Richard Bégin – Déjà Vu (Reverse Alignment)

Label Description:

Déjà vu is a fleeting yet profound sensation, a moment when time seems to fold in on itself, between past and present. It is a phenomenon of memory—both elusive and deeply personal—where recognition and strangeness coexist. Few artistic mediums can evoke this liminal state as powerfully as ambient music, where repetition, decay, and texture shape sonic landscapes that mirror the ghostly presence of the past within the present.

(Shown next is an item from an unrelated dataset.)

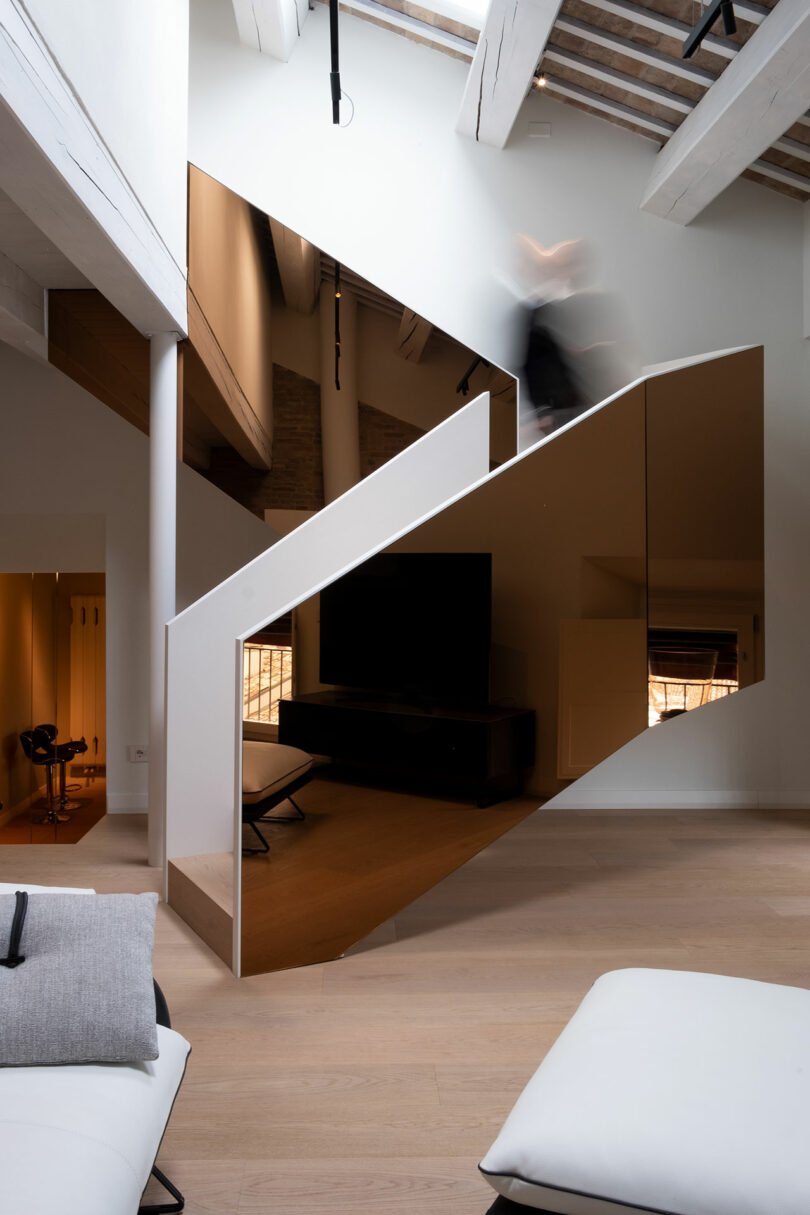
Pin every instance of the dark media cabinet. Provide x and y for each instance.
(482, 752)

Canadian composer Richard Bégin has been steadily building a reputation in the realm of ambient music for his explorations of memory, crafting soundscapes that feel like echoes from a distant past, lost yet eerily familiar. His latest work, centered on the concept of déjà vu, follows in the tradition of artists like Boards of Canada, Fennesz, Philip Jeck, and William Basinski—musicians who have sculpted time-worn textures, fragile loops, and sonic artifacts to capture the essence of recollection and its inevitable dissolution.

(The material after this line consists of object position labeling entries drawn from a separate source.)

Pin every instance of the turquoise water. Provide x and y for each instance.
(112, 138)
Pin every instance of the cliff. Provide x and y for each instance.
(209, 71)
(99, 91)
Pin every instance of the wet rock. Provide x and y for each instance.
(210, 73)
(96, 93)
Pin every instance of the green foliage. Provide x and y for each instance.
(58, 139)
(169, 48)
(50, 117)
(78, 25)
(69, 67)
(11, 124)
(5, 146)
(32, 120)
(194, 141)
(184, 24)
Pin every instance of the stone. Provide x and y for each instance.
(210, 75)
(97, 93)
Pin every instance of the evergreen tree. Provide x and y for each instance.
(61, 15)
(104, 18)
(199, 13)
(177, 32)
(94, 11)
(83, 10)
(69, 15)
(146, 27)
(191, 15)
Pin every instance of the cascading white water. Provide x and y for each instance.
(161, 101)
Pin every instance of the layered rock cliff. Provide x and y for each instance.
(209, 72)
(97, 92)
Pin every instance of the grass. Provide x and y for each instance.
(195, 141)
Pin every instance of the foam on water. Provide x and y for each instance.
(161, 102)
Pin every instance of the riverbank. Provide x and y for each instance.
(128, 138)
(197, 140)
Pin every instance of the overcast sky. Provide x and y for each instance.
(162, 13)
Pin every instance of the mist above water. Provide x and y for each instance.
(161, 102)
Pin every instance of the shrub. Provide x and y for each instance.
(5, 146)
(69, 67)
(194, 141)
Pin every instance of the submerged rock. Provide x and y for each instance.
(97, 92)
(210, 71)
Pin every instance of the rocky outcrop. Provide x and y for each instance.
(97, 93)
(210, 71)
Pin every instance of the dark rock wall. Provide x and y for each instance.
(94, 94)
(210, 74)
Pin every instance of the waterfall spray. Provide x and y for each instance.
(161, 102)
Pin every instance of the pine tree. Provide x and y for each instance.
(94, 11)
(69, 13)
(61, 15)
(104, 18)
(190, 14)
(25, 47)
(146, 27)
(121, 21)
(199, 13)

Like Basinski’s Disintegration Loops, which document the slow decay of recorded memory, or Jeck’s ghostly turntable manipulations that awaken forgotten voices from the grooves of old records, Bégin’s music invites listeners into an auditory space where time is fluid. Fennesz’s digital deconstructions and Boards of Canada’s nostalgia-tinted melodies find an echo in Bégin’s work, which similarly embraces imperfection, layering textures that drift between clarity and erosion keeping the listener between the comfort of recognition and the disquieting realization that the past is always just out of reach.